While most of the symptomatic focus of COVID-19 has been on the respiratory effects of the virus, other manifestations of the disease are beginning to come to light as more data are collected and people who were previously infected with COVID-19 survive their infection and continue to be monitored. A new review in JAMA Neurology provides information on how COVID-19 may affect the brain. According to the authors, there had been no previous reports of patients displaying neurological changes as a result of the virus.
As part of their retrospective case series, the authors of this recent article collected data between January 16 and February 19 of this year from 3 care centers in Wuhan, China. The study population included 214 patients diagnosed with COVID-19, the average age of whom was 52.7 years. Women represented about 60% of the sample.
Of these 214 patients, 88 (or 41.1%) suffered severe COVID-19 infection. Consistent with what we know about this virus, these patients were also more likely to be older and to have other pre-existing health conditions. The most common observed underlying disorder was hypertension. Those with more severe infections were also more likely to lack typical COVID-19 symptoms like fever and cough.

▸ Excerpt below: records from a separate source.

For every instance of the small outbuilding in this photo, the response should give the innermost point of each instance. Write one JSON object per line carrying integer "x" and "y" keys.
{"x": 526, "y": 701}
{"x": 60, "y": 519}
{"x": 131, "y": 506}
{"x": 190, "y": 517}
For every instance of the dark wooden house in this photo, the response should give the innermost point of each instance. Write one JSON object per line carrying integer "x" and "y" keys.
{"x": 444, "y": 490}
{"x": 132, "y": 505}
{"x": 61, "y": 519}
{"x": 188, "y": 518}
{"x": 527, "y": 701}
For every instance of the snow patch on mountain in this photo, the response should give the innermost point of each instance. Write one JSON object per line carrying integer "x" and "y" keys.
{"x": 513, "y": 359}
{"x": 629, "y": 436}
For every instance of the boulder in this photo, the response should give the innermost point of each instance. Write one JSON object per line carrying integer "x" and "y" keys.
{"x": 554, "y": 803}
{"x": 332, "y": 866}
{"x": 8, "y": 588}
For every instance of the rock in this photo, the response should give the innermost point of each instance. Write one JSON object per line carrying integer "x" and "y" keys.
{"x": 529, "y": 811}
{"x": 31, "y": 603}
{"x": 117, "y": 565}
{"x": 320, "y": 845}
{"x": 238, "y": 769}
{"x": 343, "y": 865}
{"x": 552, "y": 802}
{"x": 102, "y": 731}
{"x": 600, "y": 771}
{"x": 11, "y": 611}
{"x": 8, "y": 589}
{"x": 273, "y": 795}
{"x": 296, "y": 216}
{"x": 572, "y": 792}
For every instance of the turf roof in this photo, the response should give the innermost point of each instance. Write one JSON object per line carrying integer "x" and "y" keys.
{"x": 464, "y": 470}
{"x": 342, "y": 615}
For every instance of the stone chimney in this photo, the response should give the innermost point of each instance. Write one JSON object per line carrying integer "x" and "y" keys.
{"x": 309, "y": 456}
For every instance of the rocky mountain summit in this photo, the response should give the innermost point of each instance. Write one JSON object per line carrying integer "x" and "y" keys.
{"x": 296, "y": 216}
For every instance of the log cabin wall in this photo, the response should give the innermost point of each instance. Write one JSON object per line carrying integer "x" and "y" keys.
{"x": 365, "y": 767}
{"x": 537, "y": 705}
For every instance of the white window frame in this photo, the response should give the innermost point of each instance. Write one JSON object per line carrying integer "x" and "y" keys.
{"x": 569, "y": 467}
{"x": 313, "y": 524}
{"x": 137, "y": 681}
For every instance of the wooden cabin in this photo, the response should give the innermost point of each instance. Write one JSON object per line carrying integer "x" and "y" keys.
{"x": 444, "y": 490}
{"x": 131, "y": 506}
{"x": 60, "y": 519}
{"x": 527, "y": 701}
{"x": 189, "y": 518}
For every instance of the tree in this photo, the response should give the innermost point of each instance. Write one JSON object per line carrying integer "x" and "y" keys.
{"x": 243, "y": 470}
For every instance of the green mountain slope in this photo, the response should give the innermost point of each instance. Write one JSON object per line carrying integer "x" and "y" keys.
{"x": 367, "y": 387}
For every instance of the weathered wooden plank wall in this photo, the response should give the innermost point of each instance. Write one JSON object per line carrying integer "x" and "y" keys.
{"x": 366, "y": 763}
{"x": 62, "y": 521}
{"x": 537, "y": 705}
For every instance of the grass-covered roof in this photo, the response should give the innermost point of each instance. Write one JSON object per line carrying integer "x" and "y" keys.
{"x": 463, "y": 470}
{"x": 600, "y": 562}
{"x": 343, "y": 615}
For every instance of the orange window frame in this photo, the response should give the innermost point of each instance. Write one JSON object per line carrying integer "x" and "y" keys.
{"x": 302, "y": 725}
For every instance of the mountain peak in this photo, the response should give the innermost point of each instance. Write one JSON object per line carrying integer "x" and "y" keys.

To investigate the neurological impact of COVID-19, neurologists evaluated the extracted clinical data for neurological symptoms, which they designated into 3 separate categories: central nervous system manifestations, peripheral nervous system manifestations, and skeletal muscular injury manifestations. They found that 78 patients – or just over 36% of their study population – displayed some sort of neurological manifestation of COVID-19.
Patients with more severe infections were more likely to have these neurological manifestations, the majority of which were of the central nervous system type. For example, whereas only 2.4% of those with non-severe COVID-19 suffered impaired consciousness, nearly 15% of those with severe infection had impaired consciousness.
These results suggest that COVID-19 is associated with neurological manifestations and that patients, especially in sicker patients. According to the authors, physicians who observe neurological manifestations in patients with COVID-19 should consider that the patient is suffering a severe infection. Once more data are collected, we are likely to gain a better understanding of the frequency and nature of the impact of this new virus on the brain.
Mao, L. et al. (2020). Neurological manifestations of hospitalized patients with coronavirus disease 2019 in Wuhan, China, JAMA Neurology, 77(6), 683-690.